He'd later come to understand that this was the sort of door that safes had. There were burglars at home who knew that Scott Mansion had a small safe on the second floor for jewelry and petty cash, but none of them knew about this larger one in the basement. Now that he was grown up and an experienced safe cracker, he wanted to visit it again, and this party seemed like just the chance. They'd recently perfected stealth technology for the car, so they were planning on driving in along with the invited guests.

That part of the plan went perfectly. The guards were checking everyone off on a guest list, but they left the gates open between vehicles. Minion drove the invisible car right in. They didn't even notice. He pulled it onto the lawn, positioned it for a quick getaway, and settled down to wait while Megamind slipped out and joined the stream of costumed guests flowing in through the front door.

He wasn't the only Megamind in attendance, although he found his doppelgänger to be rather lame. There were other famous villains, fictional and real, heroes ditto, supernatural beings, various forms of wildlife, and a wide range of other options, from 1920s flappers to a man outfitted as Mount Rushmore, with his own face, painted to match the stone, poking out between Jefferson's and Roosevelt's. Even the staff were costumed, all as henchmen of the villainess Sombralaya, who tried to take over Milwaukee four years ago. Metro Man had flown over there to help defeat her. Megamind had been unimpressed with Sombralaya, but apparently his old rival had liked the style enough to want to use it every year since. It was certainly uncanny enough. Grotesque, even. He had a hard time seeing how normal human bodies could squeeze into those shapes. Each of them had a neck almost half a meter long, connected to a little round torso with short legs in what looked like medieval peasant clothes (the trousers long enough that they hid the feet) and arms also inhumanly long and thin. The arms were bare but the hands were gloved. The skin was very pale and slightly gray. The head was perfectly round, with hair like dry grass, a tiny button nose, little round cheeks, and tall, pointed ears placed a little too high on the head.
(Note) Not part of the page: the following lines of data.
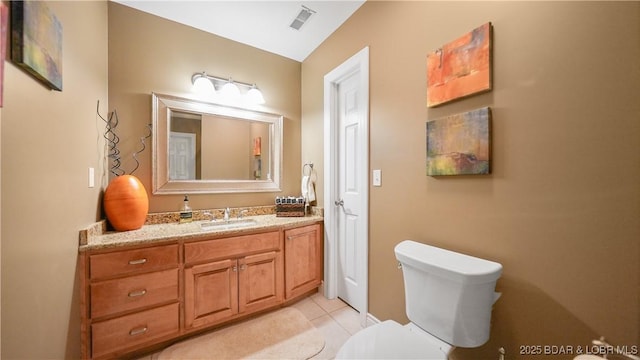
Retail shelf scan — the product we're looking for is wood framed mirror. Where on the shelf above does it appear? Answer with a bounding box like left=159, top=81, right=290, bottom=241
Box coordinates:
left=151, top=93, right=283, bottom=195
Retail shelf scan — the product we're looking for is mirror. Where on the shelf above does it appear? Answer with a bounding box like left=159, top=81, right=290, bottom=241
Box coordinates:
left=151, top=93, right=283, bottom=194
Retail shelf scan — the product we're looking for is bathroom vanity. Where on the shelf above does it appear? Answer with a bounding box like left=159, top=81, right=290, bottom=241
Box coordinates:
left=79, top=215, right=323, bottom=359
Maybe they were androids, or puppets operated from within by very small humans, who would have to be very expert to deploy the hands and feet and faces so realistically. He considered bumping into one hard enough to knock it over, because the way it failed as it fell would reveal what it really was, but he decided against it. It would call unwanted attention to him, and besides, he had no desire to make the staff's job any harder. He and they had a common enemy, after all. If he found one of those androids or puppets unattended while skulking through the back corridors of the mansion, and he wasn't being hotly pursued, he'd stop to examine it, but he wouldn't go out of his way to find one. It was the sort of thing that could be researched later. Right now, he needed to stay focused on the mission.
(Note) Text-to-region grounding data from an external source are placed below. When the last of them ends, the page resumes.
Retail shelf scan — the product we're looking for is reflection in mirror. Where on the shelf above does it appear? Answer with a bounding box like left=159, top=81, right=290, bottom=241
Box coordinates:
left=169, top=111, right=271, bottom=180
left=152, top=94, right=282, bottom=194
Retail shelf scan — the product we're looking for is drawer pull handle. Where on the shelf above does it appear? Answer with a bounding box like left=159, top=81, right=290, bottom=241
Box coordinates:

He moved slowly, as the real guests did, working his way through the room toward the service corridor that led to the basement stairs. He was careful to avoid coming to the attention of Wayne, whose X-ray vision could easily have identified him. The hero was dressed as a bird, as he was every year, with a cape of real feathers that attached to his arms and a hood-cowl-mask combination that covered the upper half of his face, with the beak anchored over his nose. This year he was a royal albatross in reference to the fact that he had flown around the world a few months back, nonstop, not using superspeed, just to see how long it would take him. (The answer turned out to be: 31 hours, 7 minutes. He couldn't quite keep up with the sun.)
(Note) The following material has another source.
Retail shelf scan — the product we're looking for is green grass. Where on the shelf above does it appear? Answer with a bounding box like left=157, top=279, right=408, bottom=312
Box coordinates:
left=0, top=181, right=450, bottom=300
Finally he reached the servants' door and slipped out into the bare, undecorated corridor that he remembered. It seemed to be smaller, but he knew that was because he was bigger. A door was open to a side room. In it, Ms. Ritchie, dressed as Robin Hood or Peter Pan or someone like that, was conducting a workshop on chocolate sculpture for a dozen or so children. There was a table with several bowls and platters of materials including the chocolate eyeballs. She glanced up as he passed the door but immediately looked away, giving no sign that she'd seen him. He moved on, down the hallway to the stairs, down the stairs to the basement. The heavy door at the bottom opened into a finished, elegant media room where a man in the uniform of Scott Industries security was playing a video game. He was clearly there to keep people away from the safe, but he didn't expect anyone to try it except noisy drunks. Megamind eased past him as he had eased past the guards at home many times, and slipped through another heavy door, conveniently ajar, into the utility area where his goal was. The ceiling light was already on.

The round door was open.

He approached.

The floor inside looked like slightly uneven rock, like the natural, unimproved floor of a cave. Beyond the few square feet that were illuminated by the light from the room, where he expected to see the shelving typical of a large safe, he mostly saw darkness, with tiny lights, high and distant. Stars, but not in the familiar constellations. As his eyes adjusted, he realized that he was looking, not into the side of the hill on which the mansion was built, but out through a kind of porch; the ceiling and walls extended only a few feet, and beyond them was open sky. This was utterly contrary to the geography of the hill. He should not have been seeing this. And he should not have been smelling what the air coming through the door smelled like: open countryside far from the city, with a hint of wood smoke and zoo.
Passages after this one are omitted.